I’ve been warned before that there’s nothing very interesting in talking about one’s dreams. People who analyse them are deluded and people who describe them are dullards. That’s probably true – but one’s own dreams always seem interesting to oneself, particularly if you wake like I did this morning, thinking, “bloody hell, that was vivid”.

A couple of fragments that I remember, to amuse myself.

I was walking through an altered Brighton – I assume I’m not unusual and that everyone distorts geographical reality when they dream. The Brighton of my dreams is pretty close to the one I inhabit when awake, except that some roads are louder, quieter, nearer, further away, blended or bent out of shape. My home is often different, although weirdly it’s rarely an amalgam of real places I’ve lived and rather somewhere quite distinct, a figment of my imagination. But when I dream it up – or at least, on the occasions when I remember it – I find I’ve done a good job of designing something really complete. I could knock on the walls.

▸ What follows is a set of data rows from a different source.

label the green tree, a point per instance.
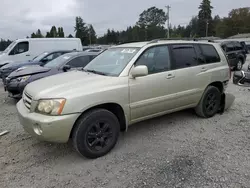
(239, 20)
(81, 30)
(53, 32)
(39, 34)
(33, 35)
(205, 18)
(152, 17)
(48, 35)
(60, 32)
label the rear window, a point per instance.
(210, 54)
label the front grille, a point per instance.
(27, 100)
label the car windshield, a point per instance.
(59, 61)
(9, 47)
(112, 61)
(41, 56)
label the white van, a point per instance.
(27, 49)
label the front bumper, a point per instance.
(53, 128)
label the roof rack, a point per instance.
(187, 39)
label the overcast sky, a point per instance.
(20, 19)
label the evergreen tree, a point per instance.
(53, 32)
(81, 30)
(92, 34)
(205, 18)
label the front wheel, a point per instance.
(210, 103)
(96, 133)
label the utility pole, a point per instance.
(90, 35)
(168, 10)
(207, 23)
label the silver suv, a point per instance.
(122, 86)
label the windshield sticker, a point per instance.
(129, 51)
(66, 57)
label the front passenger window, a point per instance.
(157, 59)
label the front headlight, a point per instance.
(23, 78)
(50, 106)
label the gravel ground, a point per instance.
(176, 150)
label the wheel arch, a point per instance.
(115, 108)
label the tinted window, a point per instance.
(209, 53)
(92, 57)
(21, 47)
(112, 61)
(184, 56)
(58, 62)
(79, 61)
(157, 59)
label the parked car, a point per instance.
(125, 84)
(26, 49)
(242, 77)
(235, 53)
(17, 80)
(41, 60)
(244, 45)
(94, 50)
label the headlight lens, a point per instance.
(23, 78)
(50, 106)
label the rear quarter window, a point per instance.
(210, 54)
(184, 56)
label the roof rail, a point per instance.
(187, 39)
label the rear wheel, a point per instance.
(96, 133)
(210, 102)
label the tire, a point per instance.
(95, 133)
(210, 102)
(239, 65)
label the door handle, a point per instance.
(203, 69)
(170, 76)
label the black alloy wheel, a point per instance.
(95, 133)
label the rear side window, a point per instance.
(184, 56)
(210, 54)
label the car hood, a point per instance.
(18, 64)
(28, 70)
(70, 85)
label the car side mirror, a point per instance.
(139, 71)
(66, 68)
(44, 60)
(242, 78)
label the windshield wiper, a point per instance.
(95, 72)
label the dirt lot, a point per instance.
(176, 150)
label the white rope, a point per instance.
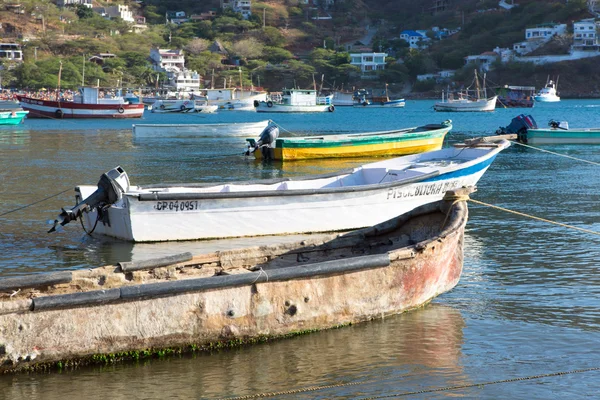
(260, 272)
(556, 154)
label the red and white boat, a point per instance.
(86, 104)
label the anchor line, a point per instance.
(433, 390)
(556, 154)
(534, 217)
(34, 203)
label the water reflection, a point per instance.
(428, 338)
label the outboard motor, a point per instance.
(564, 125)
(111, 187)
(519, 125)
(265, 141)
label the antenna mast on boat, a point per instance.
(477, 85)
(59, 74)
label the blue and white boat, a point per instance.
(344, 200)
(548, 94)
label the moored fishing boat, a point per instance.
(350, 199)
(296, 101)
(191, 301)
(515, 96)
(557, 132)
(468, 100)
(12, 117)
(366, 98)
(386, 143)
(548, 94)
(87, 103)
(173, 106)
(200, 130)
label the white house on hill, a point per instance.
(241, 6)
(368, 62)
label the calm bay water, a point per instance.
(528, 302)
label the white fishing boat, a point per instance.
(342, 98)
(232, 99)
(89, 102)
(548, 94)
(173, 105)
(350, 199)
(296, 100)
(366, 98)
(199, 130)
(468, 100)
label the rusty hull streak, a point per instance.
(416, 275)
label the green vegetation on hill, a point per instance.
(289, 48)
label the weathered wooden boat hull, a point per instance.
(385, 104)
(467, 106)
(561, 136)
(370, 144)
(67, 109)
(7, 118)
(295, 287)
(191, 130)
(281, 108)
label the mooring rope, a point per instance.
(556, 154)
(442, 389)
(471, 385)
(34, 203)
(534, 217)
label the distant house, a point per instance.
(176, 17)
(65, 3)
(241, 6)
(415, 39)
(100, 57)
(11, 52)
(118, 11)
(536, 37)
(212, 14)
(483, 61)
(368, 62)
(584, 35)
(172, 62)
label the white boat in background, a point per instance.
(366, 98)
(253, 129)
(467, 101)
(342, 98)
(548, 94)
(233, 99)
(89, 102)
(296, 100)
(174, 105)
(349, 199)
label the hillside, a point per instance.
(291, 46)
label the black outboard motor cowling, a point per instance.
(519, 125)
(111, 187)
(265, 141)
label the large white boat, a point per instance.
(296, 100)
(199, 130)
(87, 103)
(548, 94)
(468, 100)
(232, 99)
(173, 105)
(344, 200)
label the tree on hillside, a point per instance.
(247, 49)
(83, 12)
(197, 46)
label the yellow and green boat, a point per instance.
(370, 144)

I was walking through an altered Brighton – and it was a bit hotter and swingier; something of Lisbon transplanted to St James Street. People drank on doorsteps or cross legged on the pavement, people drifted diagonally from bar to bar. I walked to a camera shop (Jessops, I suppose, which has just closed down in real life, although there isn’t one in Kemp Town), and got invited to a party while I stared in the window. I crossed the road, and watched two men run at each other outside the Thai restaurant. One man was bent low, like a bull. The other man pulled a gun from his pocket and shot him. Then he pointed the gun at me, and I grabbed at a bit of loose wooden boarding which was nearby – quite calmly – and held it like a shield. He shot me through the board. I was carried away.

I woke up in a garden just around the corner, here in Seven Dials. It was New Year’s Eve and I had decided to sleep outdoors. It was a warm and balmy night. When I think about it, it often is in my dreams. I tossed and turned – in my dream – unable to sleep. So eventually I got up and walked through another part of Brighton (which is down by the seafront) back to my flat in Kemp Town. I slept there. After a while I rose and went back out onto St James Street and to an L-shaped bar which has never existed, but of which I dream, oddly, often. Downstairs they do cocktails and there is a small, tropical garden where you can stand. I think I dream about this bar twice a year.

I know what my dreams mean – they mean nothing. But I am intrigued by the geography of them. I often wake wishing for a map.